Wednesday, May 18, 2011

I Quit My Job Today.

So...I submitted my resignation today. I'm officially a 'stay-at-home-wife', which is a title that I never thought I'd have. Am I excited about my decision? Yes and no. It's bittersweet - I've always worked, and we assume identities according to our work here in the U.S. But I left to be with my husband, which is more important than a job.

Would I feel this way if I hadn't been divorced earlier? Would I feel this way if I made the larger paycheck?

I don't know. Right now, I feel as if I have abandoned my feminist roots - but feminism is about making an independent choice, which is what I'm doing. That doesn't make it any easier.

This blog is about examining choices - about parenthood, careers, feminism, and marriage. About the difficult challenges facing women today, and about the difficult judgment facing every one of those choices.

Join me in the discussion.


  1. It would seem to me that the point of feminism is having the ability or freedom to make any choice you want. You have "chosen" to stay at home just as you could choose to return to work, school, etc.
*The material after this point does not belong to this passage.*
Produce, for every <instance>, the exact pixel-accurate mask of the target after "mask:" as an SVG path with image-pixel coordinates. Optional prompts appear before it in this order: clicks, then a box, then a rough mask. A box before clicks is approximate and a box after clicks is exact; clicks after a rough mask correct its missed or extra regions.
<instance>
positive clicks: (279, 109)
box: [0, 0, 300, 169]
I think is the perfect expression of feminism. (of course, man view here)

  2. If we look at it from the perspective of symbols, relationships and institutions.... I say kudos for choosing the relationship over the institution.

  3. As a female feminist, I have to say if you were unhappy with your job and staying home and taking care of family priorities makes you happy and it's what you want to do, that is a feminist choice.

  4. Kudos to you on your topic Jen. As a stay-at-home Dad, I understand how others feel that all of us have a conflict with identity simply because we have chosen family over work. It's not the opinion of others that makes our identity. We choose our identity......period. Although I am looking for work now, because I am secure in my identity, I can be selective.......only a Queens job for me.

  5. I find your strength conveyed in your words very inspiring. You're right - we are defined by our work here in the U.S., yet I find that so many people with whom I speak will say, "I am not my career." It's society that wants to stereotype us by how we make our living or pursue our livelihood, even if that isn't our own identity, and I think we are challenged to both live up to people's expectations of who they think we are or should be and who we really are and what we want to be. I think you are embarking on a very exciting journey of creating a new identity of empowerment and appreciate your voice!